Es gibt etwas im deutschen Nationalcharakter, das jede Krise und jede Katastrophe unbeschadet überlebt, nach jeder Niederlage aufsteht und weitermacht, als wäre nichts passiert. Es ist die Überzeugung, dass Kritik „konstruktiv“ sein muss, dass man nichts schlechtreden darf, wenn man keine „Alternativen“ anbieten kann. „Was würdest du denn anders machen, wenn du ein Regierungsamt hättest?“, ist die Frage, die jeder zu hören bekommt, der die Corona-Politik von Merkel, Spahn, Söder, Müller, Lauterbach e.a. als missglückt bezeichnet. 

Auf einen solchen Vorhalt könnte man mit einem Zitat von Karl Kraus antworten und die Diskussion beenden: „Ich kann kein Ei legen, aber ich weiß, wann eines faul ist.“

Es geht nicht um eine bessere Alternative zum Bestehenden, sondern darum, Zweifler als eine Gefahr für das Wohl und die Gesundheit aller anständigen Bürger zu denunzieren, „feindlich-negative Elemente“, wie Dissidenten in der DDR genannt wurden. Schlimm genug, dass sie der Regierung nicht vertrauten, sie fallen ihr auch noch in den Rücken, und das in einem Moment, da „Solidarität“ und „Zusammenhalt“ gefordert sind. 

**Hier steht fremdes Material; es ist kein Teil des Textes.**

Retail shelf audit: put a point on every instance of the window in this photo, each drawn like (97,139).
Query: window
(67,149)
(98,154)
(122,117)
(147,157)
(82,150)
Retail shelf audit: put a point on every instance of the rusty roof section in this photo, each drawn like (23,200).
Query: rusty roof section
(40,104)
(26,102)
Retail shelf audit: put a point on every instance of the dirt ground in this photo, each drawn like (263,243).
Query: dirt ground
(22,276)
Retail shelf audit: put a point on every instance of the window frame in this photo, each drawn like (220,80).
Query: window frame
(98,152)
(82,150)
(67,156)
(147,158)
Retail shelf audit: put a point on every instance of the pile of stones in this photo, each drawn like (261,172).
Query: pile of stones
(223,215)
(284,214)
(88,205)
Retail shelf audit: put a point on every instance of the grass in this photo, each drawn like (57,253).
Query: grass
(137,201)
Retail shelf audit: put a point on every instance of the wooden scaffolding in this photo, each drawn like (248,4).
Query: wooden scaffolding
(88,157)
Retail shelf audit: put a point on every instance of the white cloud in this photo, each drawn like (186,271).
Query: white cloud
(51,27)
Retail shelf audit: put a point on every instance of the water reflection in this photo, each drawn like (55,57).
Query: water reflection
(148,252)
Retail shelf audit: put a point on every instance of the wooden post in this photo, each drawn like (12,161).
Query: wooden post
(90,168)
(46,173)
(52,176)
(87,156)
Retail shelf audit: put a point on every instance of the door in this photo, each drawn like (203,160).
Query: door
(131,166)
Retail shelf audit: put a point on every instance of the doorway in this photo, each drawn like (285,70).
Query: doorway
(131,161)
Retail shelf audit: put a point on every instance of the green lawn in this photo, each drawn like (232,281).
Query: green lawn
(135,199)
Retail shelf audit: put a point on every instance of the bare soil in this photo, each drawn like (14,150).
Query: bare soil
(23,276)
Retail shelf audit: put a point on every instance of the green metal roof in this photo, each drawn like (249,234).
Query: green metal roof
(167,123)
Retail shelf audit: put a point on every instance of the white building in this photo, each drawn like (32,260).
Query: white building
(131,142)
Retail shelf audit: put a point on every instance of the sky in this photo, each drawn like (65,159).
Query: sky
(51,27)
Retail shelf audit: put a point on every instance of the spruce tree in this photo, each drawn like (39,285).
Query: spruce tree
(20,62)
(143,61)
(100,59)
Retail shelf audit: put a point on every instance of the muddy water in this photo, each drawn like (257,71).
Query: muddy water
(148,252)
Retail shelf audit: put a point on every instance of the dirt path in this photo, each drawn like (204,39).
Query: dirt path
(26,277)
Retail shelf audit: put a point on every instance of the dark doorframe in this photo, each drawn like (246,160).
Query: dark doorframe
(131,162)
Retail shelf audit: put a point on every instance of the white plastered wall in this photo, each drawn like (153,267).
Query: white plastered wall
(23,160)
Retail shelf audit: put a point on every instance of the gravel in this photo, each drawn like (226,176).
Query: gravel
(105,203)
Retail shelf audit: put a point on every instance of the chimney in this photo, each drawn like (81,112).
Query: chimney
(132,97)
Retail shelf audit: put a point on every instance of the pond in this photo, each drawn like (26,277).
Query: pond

Ein Hauch von „Landesverrat“ liegt in der Luft, die noch nicht verschriftlichte Anklage lautet auf Wehrkaftzersetzung durch staatsfeindliche Propaganda.

Die Regierung hat versagt

Dabei ist eigentlich nichts passiert. 53 Schauspielerinnen und Schauspieler haben kurze Video-Clips ins Netz gestellt, in denen sie die Anti-Corona-Maßnahmen der Bundesregierung dermaßen überschwänglich loben, (#allesdichtmachen) bis auch dem letzten Freund der darstellenden Künste in Dinslaken klar wird, dass sie es genau andersrum meinen: Die Regierung hat versagt. Das Virus wütet weiter, das hastig verabschiedete vierte Infektionsschutzgesetz lädt zum Missbrauch der Staatsmacht ein.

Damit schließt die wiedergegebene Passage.